Based on 12 rules to optimize relational algebra expression

Overview

A query statement corresponds to several equivalent expressions. Different costs for equivalent evaluation plans. What query optimization does is to choose an efficient evaluation plan with lower costs.

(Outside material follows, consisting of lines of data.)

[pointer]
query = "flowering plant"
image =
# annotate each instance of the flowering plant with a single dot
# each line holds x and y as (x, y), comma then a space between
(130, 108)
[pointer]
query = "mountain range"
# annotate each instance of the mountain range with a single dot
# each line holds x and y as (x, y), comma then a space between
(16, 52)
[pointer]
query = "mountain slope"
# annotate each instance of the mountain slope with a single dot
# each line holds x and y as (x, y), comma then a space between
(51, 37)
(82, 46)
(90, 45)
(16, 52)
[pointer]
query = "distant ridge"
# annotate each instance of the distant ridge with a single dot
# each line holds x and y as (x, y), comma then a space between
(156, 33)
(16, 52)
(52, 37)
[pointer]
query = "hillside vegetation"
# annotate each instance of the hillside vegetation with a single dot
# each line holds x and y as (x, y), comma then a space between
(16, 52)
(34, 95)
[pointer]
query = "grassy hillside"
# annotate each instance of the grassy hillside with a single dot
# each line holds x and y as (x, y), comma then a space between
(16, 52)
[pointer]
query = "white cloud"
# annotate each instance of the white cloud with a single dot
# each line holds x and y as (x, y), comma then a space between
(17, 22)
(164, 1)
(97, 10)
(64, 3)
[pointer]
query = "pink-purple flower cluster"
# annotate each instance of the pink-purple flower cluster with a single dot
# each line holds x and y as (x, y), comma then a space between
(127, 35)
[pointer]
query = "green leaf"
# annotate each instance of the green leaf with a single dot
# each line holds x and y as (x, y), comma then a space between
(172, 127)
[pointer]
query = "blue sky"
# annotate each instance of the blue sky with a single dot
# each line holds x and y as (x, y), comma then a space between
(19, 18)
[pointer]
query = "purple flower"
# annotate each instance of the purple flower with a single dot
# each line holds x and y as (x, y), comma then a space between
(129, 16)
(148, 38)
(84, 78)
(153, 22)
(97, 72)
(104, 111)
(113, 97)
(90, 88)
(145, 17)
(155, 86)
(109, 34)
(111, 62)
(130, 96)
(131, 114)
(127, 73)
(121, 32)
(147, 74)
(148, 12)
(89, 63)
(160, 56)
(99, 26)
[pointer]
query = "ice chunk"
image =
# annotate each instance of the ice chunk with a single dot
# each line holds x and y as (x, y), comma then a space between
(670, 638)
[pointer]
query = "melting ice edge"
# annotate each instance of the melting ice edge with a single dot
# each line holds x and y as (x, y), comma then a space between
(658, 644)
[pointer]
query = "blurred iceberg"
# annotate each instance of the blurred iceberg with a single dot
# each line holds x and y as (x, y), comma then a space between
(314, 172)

Query optimization procedure:

1. Generating the equivalent query trees/expressions, by transforming of relational algebra expressions using equivalence rules
2. Generating the alternative evaluation plans, by annotating the resultant equivalent expressions with algorithms for each operations
3. Choosing the optimal or near-optimal plan based on the estimated cost, by heuristic optimization or cost-based optimization

Transformation of Relational Expressions

Def. Equivalent expression means two relational algebra expressions are equivalent, if two expressions generate the same set of tuples on all legal database instances.

*Equivalence Rules

1. Conjunctive selection operations can be deconstructed into a sequence of individual selections

   \[ \sigma_{\theta_1 \land \theta_2} (E) = \sigma_{\theta_1} (\sigma_{\theta_2} (E)) \]

2. Selection operations are commutative

   \[ \sigma_{\theta_1}(\sigma_{\theta_2}(E)) = \sigma_{\theta_2}(\sigma_{\theta_1}(E)) \]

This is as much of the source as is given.